Anyway, looking at them both and trying to enter some formula, I don't see the basis for claiming superiority for LO's implementation. Although I'll concede you did deliberately compare it to older and officially deprecated tools. Libre Office does have a long-hand text entry box option which MS Office does not, but I found it pretty painful to use. I'm still interested to know if you've used the current version of formula in MS Office seeing as you're so keen to criticise. Honest answer, please.

>>"It is stupid if one uses Adobe reader, are you using one?.. on Debian and CentOS, I am sure you're not..."

No, I'm not. But the world of computer security doesn't depend on what I use. I said PDFs shouldn't be on a preferred list for security (several times now, my point really should be quite clear). That some people use less capable PDF readers than the current most popular PDF reader in the world, is not an argument that they should be. You do this repeatedly - instead of rebutting my point, you quote part of it and then say something true as if it does rebutt my point without actually showing in any way how it does (or could!).

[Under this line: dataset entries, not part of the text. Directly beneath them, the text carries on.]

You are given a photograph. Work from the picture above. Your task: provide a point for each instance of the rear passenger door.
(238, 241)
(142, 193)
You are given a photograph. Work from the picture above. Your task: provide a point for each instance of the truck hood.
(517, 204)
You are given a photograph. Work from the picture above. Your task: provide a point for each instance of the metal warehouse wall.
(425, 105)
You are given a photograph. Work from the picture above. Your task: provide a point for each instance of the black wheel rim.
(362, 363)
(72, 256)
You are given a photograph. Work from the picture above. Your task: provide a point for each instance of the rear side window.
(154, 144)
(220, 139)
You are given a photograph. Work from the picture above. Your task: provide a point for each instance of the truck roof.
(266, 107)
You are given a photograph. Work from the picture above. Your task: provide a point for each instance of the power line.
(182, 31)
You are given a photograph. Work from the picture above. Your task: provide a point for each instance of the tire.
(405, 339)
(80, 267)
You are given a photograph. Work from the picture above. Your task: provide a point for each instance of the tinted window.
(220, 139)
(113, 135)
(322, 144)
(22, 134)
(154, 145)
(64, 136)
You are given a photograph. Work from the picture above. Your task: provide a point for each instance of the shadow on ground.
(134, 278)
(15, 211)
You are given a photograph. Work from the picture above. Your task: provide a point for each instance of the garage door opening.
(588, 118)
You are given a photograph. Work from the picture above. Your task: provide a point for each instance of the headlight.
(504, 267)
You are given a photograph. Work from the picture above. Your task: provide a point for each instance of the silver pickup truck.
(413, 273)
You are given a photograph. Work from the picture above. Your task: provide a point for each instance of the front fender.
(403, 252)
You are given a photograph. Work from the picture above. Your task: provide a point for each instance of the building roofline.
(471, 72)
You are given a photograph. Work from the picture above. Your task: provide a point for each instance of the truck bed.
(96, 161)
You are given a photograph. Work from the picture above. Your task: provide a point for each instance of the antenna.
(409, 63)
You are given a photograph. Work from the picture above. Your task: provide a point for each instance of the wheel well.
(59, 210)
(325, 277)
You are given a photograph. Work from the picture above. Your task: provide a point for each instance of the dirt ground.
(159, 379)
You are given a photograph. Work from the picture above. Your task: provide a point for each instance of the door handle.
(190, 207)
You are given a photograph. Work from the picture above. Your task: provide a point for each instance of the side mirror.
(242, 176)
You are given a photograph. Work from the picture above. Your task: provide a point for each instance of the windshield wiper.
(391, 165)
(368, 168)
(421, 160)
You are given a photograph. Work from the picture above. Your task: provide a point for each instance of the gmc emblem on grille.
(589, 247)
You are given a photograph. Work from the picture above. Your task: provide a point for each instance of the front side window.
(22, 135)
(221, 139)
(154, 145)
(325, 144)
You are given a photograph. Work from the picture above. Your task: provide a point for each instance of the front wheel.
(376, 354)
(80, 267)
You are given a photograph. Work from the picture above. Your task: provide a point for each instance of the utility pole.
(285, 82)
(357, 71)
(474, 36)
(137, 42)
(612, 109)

As to the final silly little barbs you're sticking on the end of your posts, I'm going to recap:

You: "it is good that you are not making my preferred list."

Me: "Okay".

You: "Okay? No it's great."

What should this exchange tell you about your posts? That they are personally antagonistic and that you're being rather childish. Just stick to the discussion and if you want to talk about relative security of file formats, I'm happy to do so. I'm even happy to talk about the merits of Libre Office vs. MS Office formula editors. But lets not have this ridiculous stuff about how I'm not on your preferred list. I don't care and it benefits no-one.